Bolcom & Morris in Berkeley
Bolcom's points were insightful and supported by Morris' gritty performance, but the comparison to popular song seemed rather arbitrary. If one wants to make comparisons, why not cabaret song's relationship to the classical art song? How is it that the classical art song is so elevated above the cabaret song? Both genres unite singer and accompanist, giving equally virtuosic opportunity to word and music (proof: Sondheim's "Uptown, Downtown," which Bolcom played to the hilt). Are the lyrics of art songs somehow too mundane, too concerned with love, romance, and the natural world? Well then, what about Wolf's "Der Rattenfanger" and its creepy tale of the rat-killing, kid-chasing pied piper (a great match to Black Max, oo, what if the two dastards met)? Are art songs too beautifully sung, too concerned with proper phonetics and vocal tone? What of the first part of Ives' "Memories," which must be sung as fast as possible and in a less-than-beautiful, childish tone? On paper, in simple, lecture-seminar note format, one can draw many parallels between the two forms, yet the art song recital, formally presented in the concert hall, is rarely punctuated by audience laughter, and the cabaret act, more casually enjoyed as entertainment, rarely receives the attention of classical music elite. (Bolcom, at one point searching for an elusive detail of musical history, queried, "Is Richard Taruskin here?" The audience murmured, glanced around, but produced no Taruskin. Bolcom grumped good-naturedly, "Well, he should be!")

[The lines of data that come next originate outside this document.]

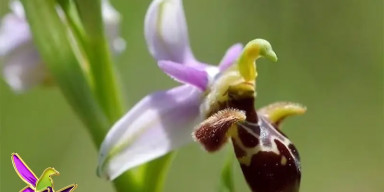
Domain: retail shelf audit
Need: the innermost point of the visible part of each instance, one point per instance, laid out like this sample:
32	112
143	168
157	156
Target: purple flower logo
42	184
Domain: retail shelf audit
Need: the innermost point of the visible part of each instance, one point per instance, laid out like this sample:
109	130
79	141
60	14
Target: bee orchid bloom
164	120
22	64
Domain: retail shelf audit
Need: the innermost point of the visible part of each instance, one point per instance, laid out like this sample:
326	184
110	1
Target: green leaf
226	178
101	66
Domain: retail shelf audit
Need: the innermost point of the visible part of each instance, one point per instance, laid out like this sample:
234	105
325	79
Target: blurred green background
330	59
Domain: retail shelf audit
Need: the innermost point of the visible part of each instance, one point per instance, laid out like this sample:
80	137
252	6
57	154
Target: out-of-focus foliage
330	59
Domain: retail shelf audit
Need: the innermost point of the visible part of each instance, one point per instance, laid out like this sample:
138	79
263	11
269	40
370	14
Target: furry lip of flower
164	120
23	67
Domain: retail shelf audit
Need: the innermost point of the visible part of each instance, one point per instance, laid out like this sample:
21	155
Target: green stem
101	68
53	42
156	172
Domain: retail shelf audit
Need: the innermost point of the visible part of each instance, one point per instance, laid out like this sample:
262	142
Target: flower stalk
102	71
53	42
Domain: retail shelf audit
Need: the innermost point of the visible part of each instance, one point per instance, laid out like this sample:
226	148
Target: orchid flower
164	120
23	67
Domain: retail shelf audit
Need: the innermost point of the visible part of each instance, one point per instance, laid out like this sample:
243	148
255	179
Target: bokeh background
330	59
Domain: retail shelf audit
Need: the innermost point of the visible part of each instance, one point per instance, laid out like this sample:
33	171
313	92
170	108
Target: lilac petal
14	31
23	170
23	68
185	74
156	125
27	189
230	56
68	188
166	31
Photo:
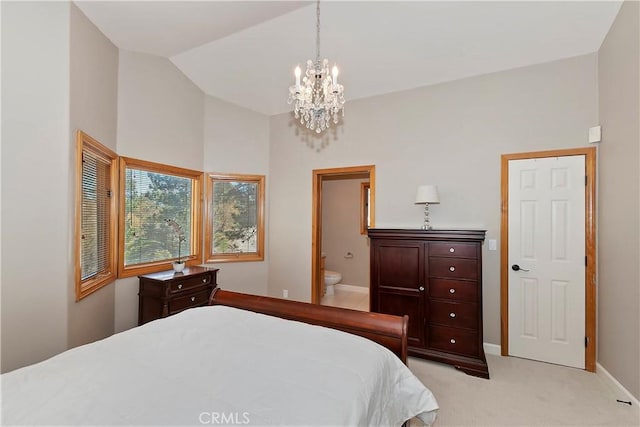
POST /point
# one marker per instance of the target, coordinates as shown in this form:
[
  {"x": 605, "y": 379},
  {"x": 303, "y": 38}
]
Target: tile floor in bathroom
[{"x": 347, "y": 299}]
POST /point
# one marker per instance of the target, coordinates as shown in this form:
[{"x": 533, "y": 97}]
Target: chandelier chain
[{"x": 318, "y": 32}]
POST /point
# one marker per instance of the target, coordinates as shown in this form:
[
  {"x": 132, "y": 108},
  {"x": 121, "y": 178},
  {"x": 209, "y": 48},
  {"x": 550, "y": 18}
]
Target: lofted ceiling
[{"x": 244, "y": 52}]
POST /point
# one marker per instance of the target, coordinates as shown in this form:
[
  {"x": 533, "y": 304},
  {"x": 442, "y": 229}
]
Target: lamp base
[{"x": 427, "y": 223}]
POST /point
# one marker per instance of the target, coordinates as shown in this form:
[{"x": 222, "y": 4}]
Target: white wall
[
  {"x": 236, "y": 140},
  {"x": 341, "y": 231},
  {"x": 93, "y": 109},
  {"x": 618, "y": 200},
  {"x": 36, "y": 255},
  {"x": 450, "y": 135},
  {"x": 160, "y": 119}
]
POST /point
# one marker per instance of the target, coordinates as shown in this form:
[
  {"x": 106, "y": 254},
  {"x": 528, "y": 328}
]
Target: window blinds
[{"x": 96, "y": 194}]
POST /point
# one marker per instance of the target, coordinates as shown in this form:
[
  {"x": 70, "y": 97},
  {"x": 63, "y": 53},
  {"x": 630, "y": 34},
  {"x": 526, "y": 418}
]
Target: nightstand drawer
[
  {"x": 458, "y": 268},
  {"x": 455, "y": 314},
  {"x": 460, "y": 250},
  {"x": 453, "y": 290},
  {"x": 194, "y": 300},
  {"x": 190, "y": 283},
  {"x": 453, "y": 340}
]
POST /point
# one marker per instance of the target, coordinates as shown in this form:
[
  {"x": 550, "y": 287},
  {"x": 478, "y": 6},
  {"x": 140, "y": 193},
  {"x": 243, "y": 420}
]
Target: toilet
[{"x": 331, "y": 278}]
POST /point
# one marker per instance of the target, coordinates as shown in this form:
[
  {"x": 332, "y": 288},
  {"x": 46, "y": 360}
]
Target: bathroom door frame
[{"x": 319, "y": 176}]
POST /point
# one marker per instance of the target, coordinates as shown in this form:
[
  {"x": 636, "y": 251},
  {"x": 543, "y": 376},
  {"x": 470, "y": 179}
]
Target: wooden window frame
[
  {"x": 235, "y": 257},
  {"x": 196, "y": 216},
  {"x": 84, "y": 288}
]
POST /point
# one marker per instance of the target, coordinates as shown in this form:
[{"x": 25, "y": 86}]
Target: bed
[{"x": 241, "y": 360}]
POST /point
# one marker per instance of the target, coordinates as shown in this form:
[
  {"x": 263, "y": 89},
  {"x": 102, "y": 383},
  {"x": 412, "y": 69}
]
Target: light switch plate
[{"x": 595, "y": 134}]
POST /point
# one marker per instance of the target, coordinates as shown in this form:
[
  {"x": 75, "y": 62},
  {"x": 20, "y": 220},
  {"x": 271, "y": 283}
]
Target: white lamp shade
[{"x": 427, "y": 194}]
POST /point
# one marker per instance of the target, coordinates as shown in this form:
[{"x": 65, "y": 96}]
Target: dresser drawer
[
  {"x": 453, "y": 290},
  {"x": 453, "y": 340},
  {"x": 458, "y": 268},
  {"x": 460, "y": 250},
  {"x": 456, "y": 314},
  {"x": 190, "y": 283},
  {"x": 194, "y": 300}
]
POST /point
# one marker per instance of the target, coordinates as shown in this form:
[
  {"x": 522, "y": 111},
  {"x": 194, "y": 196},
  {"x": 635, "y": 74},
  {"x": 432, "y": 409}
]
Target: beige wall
[
  {"x": 618, "y": 200},
  {"x": 93, "y": 109},
  {"x": 236, "y": 140},
  {"x": 160, "y": 119},
  {"x": 341, "y": 231},
  {"x": 36, "y": 255},
  {"x": 450, "y": 135}
]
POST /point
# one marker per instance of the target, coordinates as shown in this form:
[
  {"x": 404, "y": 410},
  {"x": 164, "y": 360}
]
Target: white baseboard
[
  {"x": 615, "y": 384},
  {"x": 352, "y": 288},
  {"x": 492, "y": 349}
]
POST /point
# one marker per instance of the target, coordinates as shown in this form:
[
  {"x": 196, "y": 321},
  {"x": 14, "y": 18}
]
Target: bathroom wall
[{"x": 341, "y": 231}]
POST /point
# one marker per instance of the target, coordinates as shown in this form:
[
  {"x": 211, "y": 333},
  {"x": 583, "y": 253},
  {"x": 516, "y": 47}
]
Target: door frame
[
  {"x": 320, "y": 175},
  {"x": 590, "y": 246}
]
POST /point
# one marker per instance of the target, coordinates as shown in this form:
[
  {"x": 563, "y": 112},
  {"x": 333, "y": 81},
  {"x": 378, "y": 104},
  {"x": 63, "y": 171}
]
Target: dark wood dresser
[
  {"x": 167, "y": 292},
  {"x": 435, "y": 277}
]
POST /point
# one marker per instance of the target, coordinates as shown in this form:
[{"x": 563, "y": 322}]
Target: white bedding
[{"x": 219, "y": 365}]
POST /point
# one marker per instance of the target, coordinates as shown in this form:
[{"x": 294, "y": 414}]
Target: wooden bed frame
[{"x": 385, "y": 329}]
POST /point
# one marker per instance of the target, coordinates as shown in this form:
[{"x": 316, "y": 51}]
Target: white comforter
[{"x": 219, "y": 365}]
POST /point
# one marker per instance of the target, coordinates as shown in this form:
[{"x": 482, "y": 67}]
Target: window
[
  {"x": 96, "y": 213},
  {"x": 151, "y": 194},
  {"x": 235, "y": 222},
  {"x": 365, "y": 210}
]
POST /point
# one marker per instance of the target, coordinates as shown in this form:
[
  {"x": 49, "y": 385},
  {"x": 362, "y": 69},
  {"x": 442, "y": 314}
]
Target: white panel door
[{"x": 547, "y": 259}]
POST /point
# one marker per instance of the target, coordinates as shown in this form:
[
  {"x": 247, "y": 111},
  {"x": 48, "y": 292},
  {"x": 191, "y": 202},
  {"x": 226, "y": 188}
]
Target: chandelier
[{"x": 319, "y": 98}]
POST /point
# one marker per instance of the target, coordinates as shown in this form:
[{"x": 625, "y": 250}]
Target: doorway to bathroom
[{"x": 343, "y": 209}]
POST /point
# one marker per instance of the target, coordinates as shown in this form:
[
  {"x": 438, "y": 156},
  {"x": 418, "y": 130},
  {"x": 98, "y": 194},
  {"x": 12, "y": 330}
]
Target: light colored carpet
[{"x": 523, "y": 393}]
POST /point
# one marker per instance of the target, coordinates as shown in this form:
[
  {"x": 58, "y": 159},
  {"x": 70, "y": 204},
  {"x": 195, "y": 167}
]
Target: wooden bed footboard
[{"x": 385, "y": 329}]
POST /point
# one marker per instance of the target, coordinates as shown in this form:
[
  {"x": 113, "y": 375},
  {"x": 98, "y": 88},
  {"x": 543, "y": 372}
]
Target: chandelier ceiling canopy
[{"x": 318, "y": 99}]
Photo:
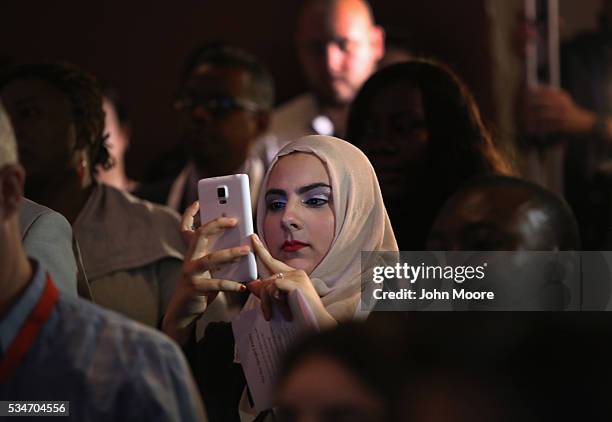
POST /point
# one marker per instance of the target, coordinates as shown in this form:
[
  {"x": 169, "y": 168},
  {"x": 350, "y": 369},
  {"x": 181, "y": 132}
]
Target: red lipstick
[{"x": 293, "y": 245}]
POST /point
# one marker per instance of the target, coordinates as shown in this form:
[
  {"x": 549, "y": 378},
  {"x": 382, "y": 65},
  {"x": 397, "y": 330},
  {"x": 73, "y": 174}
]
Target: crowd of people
[{"x": 108, "y": 295}]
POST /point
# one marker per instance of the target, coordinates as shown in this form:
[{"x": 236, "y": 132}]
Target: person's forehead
[
  {"x": 219, "y": 79},
  {"x": 296, "y": 170},
  {"x": 343, "y": 20}
]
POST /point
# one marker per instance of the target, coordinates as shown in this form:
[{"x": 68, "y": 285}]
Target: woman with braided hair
[{"x": 131, "y": 250}]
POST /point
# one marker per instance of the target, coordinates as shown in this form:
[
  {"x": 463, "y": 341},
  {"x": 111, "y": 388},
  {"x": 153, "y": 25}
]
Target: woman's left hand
[{"x": 273, "y": 290}]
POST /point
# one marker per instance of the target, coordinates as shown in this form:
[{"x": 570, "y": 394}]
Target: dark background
[{"x": 139, "y": 47}]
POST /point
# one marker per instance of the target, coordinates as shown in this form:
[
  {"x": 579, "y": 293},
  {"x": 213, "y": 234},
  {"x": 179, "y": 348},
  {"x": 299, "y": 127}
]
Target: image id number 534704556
[{"x": 34, "y": 408}]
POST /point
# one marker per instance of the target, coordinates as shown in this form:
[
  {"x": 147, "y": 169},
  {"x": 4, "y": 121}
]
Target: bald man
[{"x": 339, "y": 46}]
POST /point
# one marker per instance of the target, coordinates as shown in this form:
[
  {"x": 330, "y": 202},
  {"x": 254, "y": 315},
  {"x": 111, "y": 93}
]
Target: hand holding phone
[{"x": 229, "y": 197}]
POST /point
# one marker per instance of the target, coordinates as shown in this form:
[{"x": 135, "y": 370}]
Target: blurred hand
[
  {"x": 273, "y": 291},
  {"x": 552, "y": 110},
  {"x": 195, "y": 290}
]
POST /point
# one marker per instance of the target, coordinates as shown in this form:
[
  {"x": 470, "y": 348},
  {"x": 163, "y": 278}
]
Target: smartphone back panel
[{"x": 229, "y": 196}]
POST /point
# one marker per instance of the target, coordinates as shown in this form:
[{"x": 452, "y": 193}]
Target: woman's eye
[{"x": 276, "y": 205}]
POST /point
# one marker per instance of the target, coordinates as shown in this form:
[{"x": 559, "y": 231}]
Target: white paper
[{"x": 260, "y": 344}]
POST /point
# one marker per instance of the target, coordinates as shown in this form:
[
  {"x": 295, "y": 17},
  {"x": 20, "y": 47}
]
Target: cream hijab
[{"x": 362, "y": 223}]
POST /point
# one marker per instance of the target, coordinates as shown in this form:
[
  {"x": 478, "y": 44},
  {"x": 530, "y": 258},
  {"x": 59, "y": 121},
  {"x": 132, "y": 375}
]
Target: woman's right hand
[{"x": 195, "y": 290}]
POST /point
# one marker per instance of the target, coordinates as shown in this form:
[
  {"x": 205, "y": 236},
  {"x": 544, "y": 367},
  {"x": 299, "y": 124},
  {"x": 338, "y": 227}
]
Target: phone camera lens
[{"x": 222, "y": 194}]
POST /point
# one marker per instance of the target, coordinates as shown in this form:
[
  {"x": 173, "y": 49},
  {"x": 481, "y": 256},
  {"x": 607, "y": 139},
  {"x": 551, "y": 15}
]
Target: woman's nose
[{"x": 291, "y": 220}]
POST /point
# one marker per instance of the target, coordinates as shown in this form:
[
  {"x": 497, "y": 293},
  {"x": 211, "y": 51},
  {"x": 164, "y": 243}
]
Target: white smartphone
[{"x": 230, "y": 196}]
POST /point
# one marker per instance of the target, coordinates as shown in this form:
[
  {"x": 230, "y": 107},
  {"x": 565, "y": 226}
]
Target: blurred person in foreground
[
  {"x": 131, "y": 249},
  {"x": 54, "y": 347}
]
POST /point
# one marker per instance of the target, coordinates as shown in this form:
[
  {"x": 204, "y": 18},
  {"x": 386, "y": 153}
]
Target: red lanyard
[{"x": 29, "y": 331}]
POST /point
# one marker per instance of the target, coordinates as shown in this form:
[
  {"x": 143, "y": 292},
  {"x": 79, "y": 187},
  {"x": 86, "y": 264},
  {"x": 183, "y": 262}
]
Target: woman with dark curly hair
[
  {"x": 422, "y": 130},
  {"x": 131, "y": 249}
]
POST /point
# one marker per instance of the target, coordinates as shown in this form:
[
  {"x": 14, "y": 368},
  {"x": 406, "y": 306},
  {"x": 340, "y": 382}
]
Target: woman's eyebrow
[
  {"x": 276, "y": 192},
  {"x": 312, "y": 186}
]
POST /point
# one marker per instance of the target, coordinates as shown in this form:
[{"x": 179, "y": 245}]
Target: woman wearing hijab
[{"x": 320, "y": 208}]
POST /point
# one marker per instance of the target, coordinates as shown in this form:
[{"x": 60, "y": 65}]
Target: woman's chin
[{"x": 300, "y": 263}]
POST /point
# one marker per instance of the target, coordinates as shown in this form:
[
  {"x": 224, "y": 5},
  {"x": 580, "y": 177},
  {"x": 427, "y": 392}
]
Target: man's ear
[
  {"x": 378, "y": 41},
  {"x": 12, "y": 177}
]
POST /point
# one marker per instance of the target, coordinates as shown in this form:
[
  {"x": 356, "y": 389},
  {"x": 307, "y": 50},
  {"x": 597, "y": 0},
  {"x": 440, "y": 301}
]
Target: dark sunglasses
[{"x": 218, "y": 105}]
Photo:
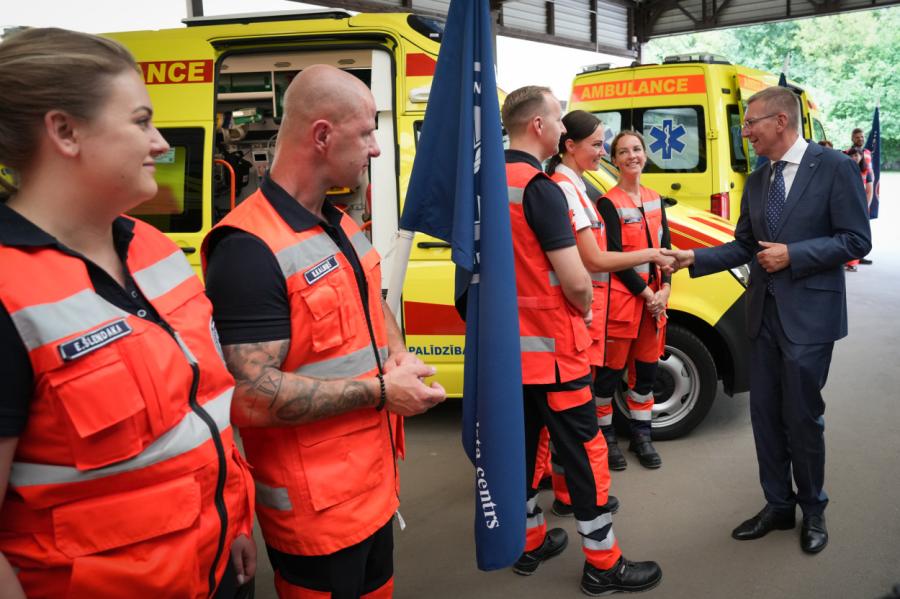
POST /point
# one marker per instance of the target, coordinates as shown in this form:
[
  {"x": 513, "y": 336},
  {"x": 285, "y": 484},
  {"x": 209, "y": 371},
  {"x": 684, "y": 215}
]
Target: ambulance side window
[
  {"x": 675, "y": 138},
  {"x": 735, "y": 141},
  {"x": 177, "y": 206},
  {"x": 612, "y": 124}
]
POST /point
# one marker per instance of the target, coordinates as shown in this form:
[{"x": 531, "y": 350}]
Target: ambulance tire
[{"x": 686, "y": 386}]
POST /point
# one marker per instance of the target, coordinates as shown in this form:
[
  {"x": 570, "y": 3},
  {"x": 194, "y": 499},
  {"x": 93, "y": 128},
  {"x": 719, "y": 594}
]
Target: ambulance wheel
[{"x": 686, "y": 385}]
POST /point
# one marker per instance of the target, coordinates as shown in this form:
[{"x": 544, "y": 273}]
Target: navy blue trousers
[{"x": 788, "y": 415}]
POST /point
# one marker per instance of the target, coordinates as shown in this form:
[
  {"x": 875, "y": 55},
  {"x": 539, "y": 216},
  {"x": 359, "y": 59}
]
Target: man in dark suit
[{"x": 803, "y": 215}]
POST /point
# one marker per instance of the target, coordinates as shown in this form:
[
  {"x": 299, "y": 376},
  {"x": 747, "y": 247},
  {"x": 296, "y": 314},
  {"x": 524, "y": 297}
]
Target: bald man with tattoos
[{"x": 323, "y": 376}]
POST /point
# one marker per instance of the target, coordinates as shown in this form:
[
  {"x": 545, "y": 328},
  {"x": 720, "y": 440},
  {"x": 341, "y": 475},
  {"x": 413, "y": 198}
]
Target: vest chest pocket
[
  {"x": 103, "y": 407},
  {"x": 324, "y": 303}
]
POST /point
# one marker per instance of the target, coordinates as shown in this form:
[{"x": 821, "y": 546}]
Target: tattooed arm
[{"x": 267, "y": 396}]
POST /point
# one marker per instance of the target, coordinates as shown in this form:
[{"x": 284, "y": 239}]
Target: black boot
[
  {"x": 646, "y": 453},
  {"x": 614, "y": 456},
  {"x": 624, "y": 577}
]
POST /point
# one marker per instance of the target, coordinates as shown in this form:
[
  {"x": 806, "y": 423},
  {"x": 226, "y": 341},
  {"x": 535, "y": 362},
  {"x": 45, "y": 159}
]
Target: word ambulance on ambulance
[
  {"x": 217, "y": 87},
  {"x": 690, "y": 110}
]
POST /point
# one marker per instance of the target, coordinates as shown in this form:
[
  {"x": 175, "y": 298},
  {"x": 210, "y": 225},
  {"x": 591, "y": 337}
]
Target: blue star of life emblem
[{"x": 667, "y": 139}]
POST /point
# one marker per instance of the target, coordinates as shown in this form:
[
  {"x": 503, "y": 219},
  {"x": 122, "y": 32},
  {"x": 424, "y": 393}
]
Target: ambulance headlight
[{"x": 742, "y": 274}]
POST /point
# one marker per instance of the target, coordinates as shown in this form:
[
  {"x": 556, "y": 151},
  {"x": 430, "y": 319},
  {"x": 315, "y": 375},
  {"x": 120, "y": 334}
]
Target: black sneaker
[
  {"x": 564, "y": 509},
  {"x": 646, "y": 453},
  {"x": 614, "y": 456},
  {"x": 624, "y": 577},
  {"x": 554, "y": 543}
]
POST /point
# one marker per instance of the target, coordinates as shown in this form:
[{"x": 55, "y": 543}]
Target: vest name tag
[
  {"x": 320, "y": 270},
  {"x": 94, "y": 340}
]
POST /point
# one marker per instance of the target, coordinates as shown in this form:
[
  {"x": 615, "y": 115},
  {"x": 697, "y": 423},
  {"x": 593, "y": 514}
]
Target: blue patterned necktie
[
  {"x": 774, "y": 208},
  {"x": 775, "y": 205}
]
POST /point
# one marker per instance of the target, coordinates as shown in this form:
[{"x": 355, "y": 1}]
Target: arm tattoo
[{"x": 267, "y": 396}]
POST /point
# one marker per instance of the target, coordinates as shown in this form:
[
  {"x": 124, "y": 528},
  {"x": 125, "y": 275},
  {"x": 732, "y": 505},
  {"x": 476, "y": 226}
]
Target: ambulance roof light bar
[
  {"x": 593, "y": 68},
  {"x": 703, "y": 57},
  {"x": 259, "y": 17}
]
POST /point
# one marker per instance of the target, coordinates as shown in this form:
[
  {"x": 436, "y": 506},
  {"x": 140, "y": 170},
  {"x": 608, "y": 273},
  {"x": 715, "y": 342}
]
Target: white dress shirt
[{"x": 792, "y": 158}]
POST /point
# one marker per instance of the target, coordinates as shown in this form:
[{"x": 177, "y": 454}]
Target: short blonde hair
[
  {"x": 522, "y": 105},
  {"x": 52, "y": 69}
]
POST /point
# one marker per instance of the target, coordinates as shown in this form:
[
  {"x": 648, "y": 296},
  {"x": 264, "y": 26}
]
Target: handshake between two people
[{"x": 772, "y": 257}]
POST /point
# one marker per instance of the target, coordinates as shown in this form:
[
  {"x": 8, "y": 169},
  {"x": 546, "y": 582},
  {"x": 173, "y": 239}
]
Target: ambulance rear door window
[
  {"x": 735, "y": 141},
  {"x": 675, "y": 138},
  {"x": 177, "y": 206}
]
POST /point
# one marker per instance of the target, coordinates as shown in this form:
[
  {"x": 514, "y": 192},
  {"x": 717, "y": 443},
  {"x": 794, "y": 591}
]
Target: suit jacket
[{"x": 825, "y": 223}]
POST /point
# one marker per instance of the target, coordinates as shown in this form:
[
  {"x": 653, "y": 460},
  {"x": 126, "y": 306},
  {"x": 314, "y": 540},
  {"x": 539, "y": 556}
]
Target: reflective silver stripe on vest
[
  {"x": 354, "y": 364},
  {"x": 165, "y": 275},
  {"x": 604, "y": 545},
  {"x": 629, "y": 213},
  {"x": 41, "y": 324},
  {"x": 361, "y": 244},
  {"x": 652, "y": 206},
  {"x": 602, "y": 401},
  {"x": 537, "y": 344},
  {"x": 586, "y": 527},
  {"x": 273, "y": 497},
  {"x": 305, "y": 254},
  {"x": 185, "y": 436}
]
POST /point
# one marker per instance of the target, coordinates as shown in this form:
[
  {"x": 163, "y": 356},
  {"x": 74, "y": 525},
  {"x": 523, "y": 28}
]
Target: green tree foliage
[{"x": 847, "y": 61}]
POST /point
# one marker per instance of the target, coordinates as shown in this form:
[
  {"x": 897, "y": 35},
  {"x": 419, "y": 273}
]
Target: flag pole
[{"x": 399, "y": 253}]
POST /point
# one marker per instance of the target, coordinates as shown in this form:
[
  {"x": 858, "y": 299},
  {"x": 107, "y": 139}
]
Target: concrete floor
[{"x": 682, "y": 514}]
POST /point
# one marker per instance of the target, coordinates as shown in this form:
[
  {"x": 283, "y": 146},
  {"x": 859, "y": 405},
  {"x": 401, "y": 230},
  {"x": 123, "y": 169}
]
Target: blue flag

When all was sung and done, Bolcom lamented the wickedly commercial demise of Broadway (which, for a moment with Sondheim, showed possibilities of a new and developing cabaret style) but acknowledged the transition of musical theatre, and even opera, into an exciting, hybrid-cabaret form representative of modern times. This form, he mused, is likely to captivate the attention of young classical composers and performers whose skills extend far beyond the fundamentals of music, voice or piano study and include working knowledge of electronics/computer music programs as well as video. That he looks forward to observing a new generation tackle these developments reveals Bolcom's cabaret sensibility: whether as composer or performer, being aesthetically open-minded and technically flexible allows one to integrate genres. That melting-pot quality, in addition to an amplified dramatic delivery, points to a definition of cabaret as an arena of possibilities. From living room or concert hall stage, electronic or acoustic, Weill, Wolf or Ives, it just might be "American" cabaret.